L’esperienza nel mondo dall’arte teatrale ha lasciato traccia in una cucina sempre diversa, dominata dall’arte dell’improvvisazione: l’esperienza e lo studio fatti negli anni sono il canovaccio su cui improvvisa con gli ingredienti di stagione che si hanno a disposizione. “Il piatto ha un nome, diventa personaggio e parla di sé”. La sua passione per la cucina è legata ai suoi ricordi di bambina e all’amore per i genitori, amanti della buona tavola e ottimi cuochi, che le hanno lasciato memoria di un vissuto culinario legato alle emozioni e all’affetto. Dopo una formazione classica all’Istituto Alberghiero, ogni viaggio, ogni esperienza, ogni conoscenza si sono tramutati in terreno ideale per imparare nuove ricette: “il cibo è esperienza, tradizione e allo stesso tempo piacere”.
Orietta cucina solo pietanze che le hanno trasmesso un’emozione, riproponendole per dare la possibilità di un’esperienza irripetibile. In un ristorante di pesce dove le specialità sono le cotture a vapore e la cucina a crudo, le materie prime sono essenziali: gli ortaggi sono acquistati personalmente, le erbe aromatiche coltivate in loco “con il respiro del luogo”, il pesce è nostrano e la pasta è fatta in casa con sughi espressi, dando vita a un cibo “che parla del posto”.
Energia, delicatezza, intensità, accoglienza e semplicità sono le sensazioni che si percepiscono entrando nel locale e che si concretizzano nell’arredo rustico, nell’ottima musica e nei libri ordinati in una libreria. Una mostra permanente di quadri e sculture è esposta sulle pareti del locale: ritratti e nature morte a tecnica mista e collage con materiali inusuali come le carte dei cioccolatini, descrivono ulteriormente la personalità eclettica e intensa della padrona di casa. Un samurai scolpito nel legno ricavato dalle vecchie botti del nonno è un intimo ex voto, che come ogni cosa che vive intorno ad Orietta, assume un significato speciale.
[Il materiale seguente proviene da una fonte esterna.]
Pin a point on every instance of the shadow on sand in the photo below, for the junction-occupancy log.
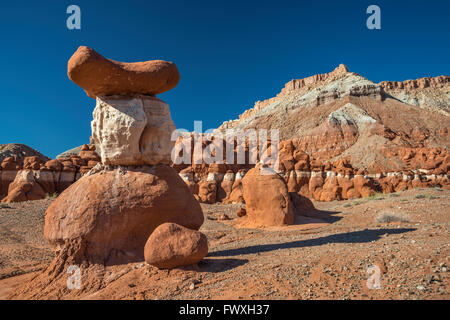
(363, 236)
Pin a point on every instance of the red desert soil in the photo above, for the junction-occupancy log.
(308, 261)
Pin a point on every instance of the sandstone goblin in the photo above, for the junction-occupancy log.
(107, 216)
(172, 245)
(99, 76)
(132, 131)
(267, 199)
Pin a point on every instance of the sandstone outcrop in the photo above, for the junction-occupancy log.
(132, 131)
(100, 77)
(267, 198)
(35, 178)
(107, 216)
(171, 245)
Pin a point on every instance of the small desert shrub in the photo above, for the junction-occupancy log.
(394, 195)
(51, 196)
(392, 217)
(376, 196)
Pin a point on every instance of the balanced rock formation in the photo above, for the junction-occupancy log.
(172, 245)
(108, 215)
(132, 131)
(267, 199)
(99, 76)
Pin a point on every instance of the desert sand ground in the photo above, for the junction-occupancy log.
(315, 259)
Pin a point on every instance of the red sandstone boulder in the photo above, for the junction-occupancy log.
(171, 245)
(107, 216)
(99, 76)
(267, 198)
(207, 191)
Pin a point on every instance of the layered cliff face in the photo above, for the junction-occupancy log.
(427, 93)
(343, 137)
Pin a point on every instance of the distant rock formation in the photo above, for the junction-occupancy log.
(344, 137)
(19, 152)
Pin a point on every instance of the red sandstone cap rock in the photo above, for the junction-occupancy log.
(99, 76)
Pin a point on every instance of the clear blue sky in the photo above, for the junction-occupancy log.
(229, 54)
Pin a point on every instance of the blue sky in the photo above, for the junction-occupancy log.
(229, 54)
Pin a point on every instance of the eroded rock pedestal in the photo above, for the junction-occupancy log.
(107, 216)
(132, 131)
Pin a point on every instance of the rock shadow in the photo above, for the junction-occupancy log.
(363, 236)
(220, 265)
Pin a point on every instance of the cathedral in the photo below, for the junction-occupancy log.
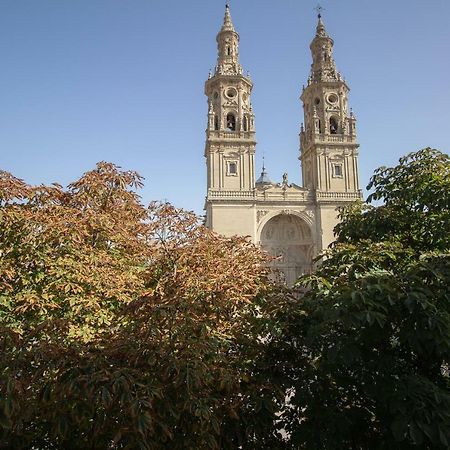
(293, 223)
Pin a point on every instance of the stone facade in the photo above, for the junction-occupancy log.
(291, 222)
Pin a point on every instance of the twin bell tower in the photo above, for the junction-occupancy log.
(293, 223)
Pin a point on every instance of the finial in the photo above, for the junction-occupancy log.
(227, 23)
(319, 8)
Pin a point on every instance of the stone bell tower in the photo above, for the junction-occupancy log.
(293, 223)
(230, 137)
(329, 150)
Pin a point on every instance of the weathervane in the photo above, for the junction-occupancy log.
(319, 8)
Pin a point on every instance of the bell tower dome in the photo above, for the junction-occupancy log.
(230, 133)
(329, 149)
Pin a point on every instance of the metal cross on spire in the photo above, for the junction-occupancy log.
(319, 8)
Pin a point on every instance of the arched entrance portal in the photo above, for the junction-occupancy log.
(288, 238)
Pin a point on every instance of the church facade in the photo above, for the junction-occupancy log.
(293, 223)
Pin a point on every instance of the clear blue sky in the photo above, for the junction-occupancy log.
(122, 80)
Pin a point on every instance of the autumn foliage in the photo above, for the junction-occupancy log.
(123, 326)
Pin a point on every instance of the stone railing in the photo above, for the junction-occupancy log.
(339, 196)
(231, 194)
(223, 134)
(335, 138)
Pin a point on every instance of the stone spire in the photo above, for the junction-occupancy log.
(227, 23)
(228, 47)
(323, 67)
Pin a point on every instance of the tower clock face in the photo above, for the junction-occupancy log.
(231, 92)
(332, 98)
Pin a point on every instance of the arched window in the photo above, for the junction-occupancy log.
(333, 125)
(246, 123)
(319, 126)
(231, 122)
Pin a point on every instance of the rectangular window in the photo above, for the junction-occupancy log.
(232, 168)
(337, 170)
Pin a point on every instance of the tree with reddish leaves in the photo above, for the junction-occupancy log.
(124, 326)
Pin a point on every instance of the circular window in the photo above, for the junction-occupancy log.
(231, 93)
(333, 98)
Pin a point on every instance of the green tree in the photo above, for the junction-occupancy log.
(366, 352)
(123, 326)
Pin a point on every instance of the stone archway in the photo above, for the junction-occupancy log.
(288, 238)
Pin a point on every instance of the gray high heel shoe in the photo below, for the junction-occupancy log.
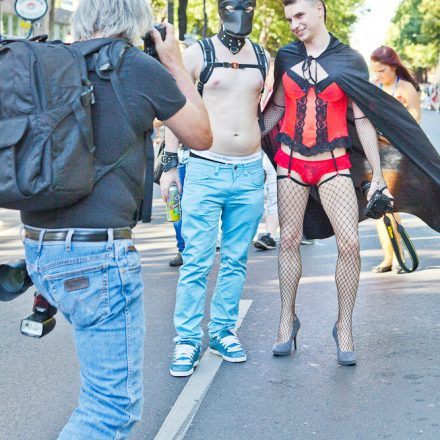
(344, 357)
(285, 348)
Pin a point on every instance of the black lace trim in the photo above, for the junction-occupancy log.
(321, 121)
(342, 142)
(301, 110)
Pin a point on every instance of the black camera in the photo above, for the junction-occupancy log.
(149, 46)
(379, 203)
(14, 279)
(41, 321)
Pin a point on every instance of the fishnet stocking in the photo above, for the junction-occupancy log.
(292, 201)
(272, 115)
(338, 198)
(368, 137)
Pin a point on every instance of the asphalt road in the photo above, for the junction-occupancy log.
(393, 392)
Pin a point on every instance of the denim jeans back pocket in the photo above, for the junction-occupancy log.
(82, 295)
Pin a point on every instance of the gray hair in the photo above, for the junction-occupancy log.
(127, 19)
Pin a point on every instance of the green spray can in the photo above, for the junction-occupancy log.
(173, 204)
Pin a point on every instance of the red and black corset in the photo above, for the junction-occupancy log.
(315, 120)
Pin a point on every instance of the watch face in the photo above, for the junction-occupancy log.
(31, 10)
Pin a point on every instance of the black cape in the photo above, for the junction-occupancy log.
(410, 164)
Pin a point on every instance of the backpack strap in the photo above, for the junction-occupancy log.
(208, 62)
(261, 59)
(106, 62)
(264, 67)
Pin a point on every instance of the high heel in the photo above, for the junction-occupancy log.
(285, 348)
(344, 357)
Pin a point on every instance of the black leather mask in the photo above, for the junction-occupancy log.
(237, 23)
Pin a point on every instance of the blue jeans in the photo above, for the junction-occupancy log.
(178, 225)
(98, 287)
(234, 192)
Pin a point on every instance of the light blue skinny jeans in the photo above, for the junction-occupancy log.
(178, 225)
(214, 190)
(98, 287)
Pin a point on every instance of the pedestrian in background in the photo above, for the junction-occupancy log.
(394, 78)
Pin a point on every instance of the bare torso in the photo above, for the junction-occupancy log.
(232, 98)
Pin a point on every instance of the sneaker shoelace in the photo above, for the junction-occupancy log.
(231, 343)
(184, 354)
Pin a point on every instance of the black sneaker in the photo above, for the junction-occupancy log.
(177, 260)
(265, 242)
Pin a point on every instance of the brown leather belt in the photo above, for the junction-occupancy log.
(118, 234)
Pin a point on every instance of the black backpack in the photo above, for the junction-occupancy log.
(47, 156)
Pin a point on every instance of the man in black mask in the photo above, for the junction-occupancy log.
(226, 182)
(236, 17)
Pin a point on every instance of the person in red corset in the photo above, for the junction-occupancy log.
(320, 84)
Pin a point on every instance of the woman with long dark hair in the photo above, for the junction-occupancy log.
(394, 78)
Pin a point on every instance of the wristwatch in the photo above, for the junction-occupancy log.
(169, 160)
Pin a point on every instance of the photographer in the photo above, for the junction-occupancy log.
(82, 257)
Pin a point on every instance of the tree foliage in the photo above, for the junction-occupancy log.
(415, 32)
(270, 26)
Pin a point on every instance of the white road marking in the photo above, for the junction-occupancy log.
(188, 403)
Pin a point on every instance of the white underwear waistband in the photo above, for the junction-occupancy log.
(233, 160)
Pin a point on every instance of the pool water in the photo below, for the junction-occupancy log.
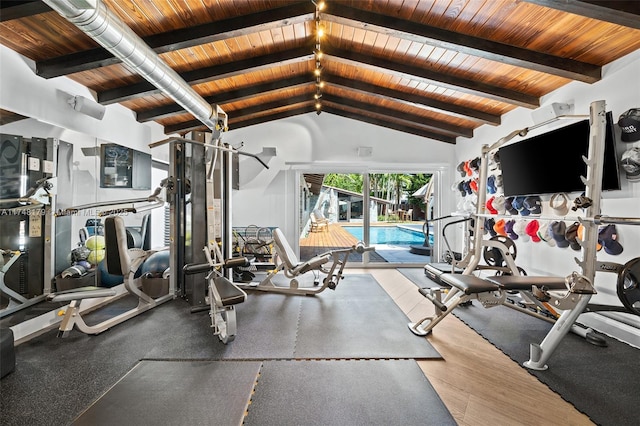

E un samurai è un guerriero ma diventa anche il padre giovane soldato, un film di Kurosawa o semplicemente il guerriero che rimane sopito dentro ognuno di noi e che si risveglia nei momenti di necessità; ma anche un porta fortuna “costruito per i momenti fragili e tenaci in dono al mio amore”.
In un ambiente famigliare Orietta e Ruben, perfetto accompagnatore dei piatti della chef in sala, accolgono i loro clienti, regalando serate indimenticabili “ideale per chi ama ritagliarsi del tempo speciale, mangiare bene di fronte ad un paesaggio unico che lascia senza parole”.